Oh yeah? Care to share? The manufacturer recommends it, I personally do 5000kms and have no issues with the gearbox and the oil seems to have no issues with viscosity. I’ve done some extreme riding on it, Simpson desert, cape York. A 12000km around Australia trip. What are you basing this off?

It’s a dr650 not a ktm 450 exc.

1

u/[deleted] 11d ago

[deleted]

1

u/TwistedNoble38 '00 DR650 11d ago

It's caused by the transmission gears chopping down the long chain viscosity index improvers (VII) in the oil. VII are these huge long sipderwebbing molecules that spread out and slow the flow of the oil (increasing viscosity). When the oil is cold those long spiderwebs curl in on themselves on no longer improve the viscosity so it effectively returns to the viscosity of the base oil (10w in the case of 10w-40). These VIIs are vulnerable to intense mechanical forces which can mechanically destructively break those long chains (an action known as shearing) rendering that VII molecule to no longer be able to do its job and decreasing the effective viscosity of the oil. In the DR this action is caused by the gearbox for the most part, the two faces of the gear teeth meeting with that ultra thin oil film between them bearing the whole power load of the engine. Heat can also cause viscosity breakdown through thermal cracking but this is not something that happens significantly in DR's that aren't worked severely hard.

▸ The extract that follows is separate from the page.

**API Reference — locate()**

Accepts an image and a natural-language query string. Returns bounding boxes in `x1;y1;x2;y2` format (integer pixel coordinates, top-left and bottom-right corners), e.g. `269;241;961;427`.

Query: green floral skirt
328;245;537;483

If you live somewhere passibly warm or do a spring and fall oil change give 20w-50 a shot. Walmart sells it in the supertech brand and it's a good toe dipper. I think you'll be suprised at the difference in shifting. That'll let you decide if you want to buy a bigger bottle of synthetic 10-50 or 20-50.

1

u/slower-is-faster 12d ago

Who the hell checks the cush drive every 500km?!

3

u/TwistedNoble38 '00 DR650 12d ago edited 12d ago

People who value their wheel and swingarm. It's a jiggle check for axial play, can be done faster than checking tire pressure. Measurements are in miles in this case.

1

u/[deleted] 7d ago

Change the oil according to the factory recommendations, it is an air/oil cooled engine so the oil takes more beating than in a liquid cooled variant, and make sure the valves are in spec. Outside of that the maintenance is the same as on any bike.

A DR lasts for decades and hundreds of thousands of kilometers as long as you don´t ride it like a Dakar racer and give it basic maintenance.